“The beginning of love is to let those we love be perfectly themselves, and not to twist them to fit our own image. Otherwise we love only the reflection of ourselves we find in them.” ~ Thomas Merton ~
After six years of working intensively with one-on-one clients in my mentoring program, one pattern arises over and over, especially because so many of my clients are female empaths and healers. This pattern is so pervasive — and so hard to both spot and break —that a healthy soul cannot exist in the presence of this pattern. As we’ve seen from one spiritual community after another that nukes itself, narcissistic spiritual leaders result in abuses of power and abuse. However … a narcissistic leader can only exercise their abuse if someone gives away their own sovereignty and authority and hooks into their narcissism with co-dependence. In order to even begin to co-create a healthy soul and spiritual community, we must examine our own tendencies toward narcissism and co-dependence.
In the first half of this article, I’ll focus on the narcissist — but don’t start pointing fingers and blaming the narcissists quite yet! And don’t point the finger back at yourself and perpetuate the ‘blame the victim’ mentality that many narcissistic spiritual leaders (and cops and narcissistic spouses) use to perpetrate their abuse. Also, avoid being quick to label yourself or anyone else. “He’s the narcissist. I’m the co-dependent.” Most people who are hooked into this pattern are hooked into both sides, which are like two sides of the same coin. You may be co-dependent with your husband children and a narcissistic boss at work. You may be a narcissist with your spouse but co-dependent with your mother. The point is not to shame, blame, or demonise anyone.
We are all vulnerable to this pattern! It is simply part of the human experience. The intention of this is simply to raise your awareness of how you might be hooking into these patterns and how doing so is interrupting your capacity to participate in a truly intimate relationship.
If you read what I’m about to share with deep self-compassion and an willingness to undemonise those who are caught on either side of this difficult-to-discuss pattern, it can be examined without unnecessary defensiveness, self-blame, or accusations of the supposedly vicious “other.”
Once we see with compassion what has previously been hidden in a blind spot, we can begin to unravel the hooks that keep us in the destructive web of this pattern. Compassion for yourself is key. Whether you have a tendency to fall into the co-dependent pattern or the narcissist pattern, be gentle with yourself, and don’t beat yourself up. You can’t do better until you know better. And once you know, you can gently and compassionately free yourself from abusive relationships that deplete your energy, interfere with your capacity to find and fulfil your calling, and make you sick.

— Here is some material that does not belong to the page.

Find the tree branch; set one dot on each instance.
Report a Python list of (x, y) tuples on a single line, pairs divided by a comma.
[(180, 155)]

Because this is an intense, triggering, and difficult-to-face pattern, I will give you what you need to know (also in the soul manual and blog I am writing) in digestible morsels.
There Are Two Kinds of People
Let me start by sharing a bit of my own experience, just so you don’t think I’m some talking head sharing dispassionately about something I haven’t experienced myself. As someone who had to take the painful steps to free myself from a physically and emotionally abusive marriage in my past, I have navigated this agonising territory for many years. I can only write about this pattern after ten years of therapy which has helped me to get some distance from it, so I can spot both sides of the pattern from miles away and protect myself from hooking into this pattern. I like to joke that interrupting the narcissist/co-dependent pattern is like putting an octopus to bed. Every time I think I’ve got all those arms under the covers, another arm or two flies out! We have to keep a sense of humour about such things and hold it all with self-compassion. This becomes an intense spiritual practice, but it’s worth doing, because on the other side of this hard inner work lies the most incredibly intimate relationships with healthy people who refuse to enter into this pattern. That’s when the rewards of this deep soul work begin to pay off, and your capacity to connect from a place of true wholeness and equality flourishes.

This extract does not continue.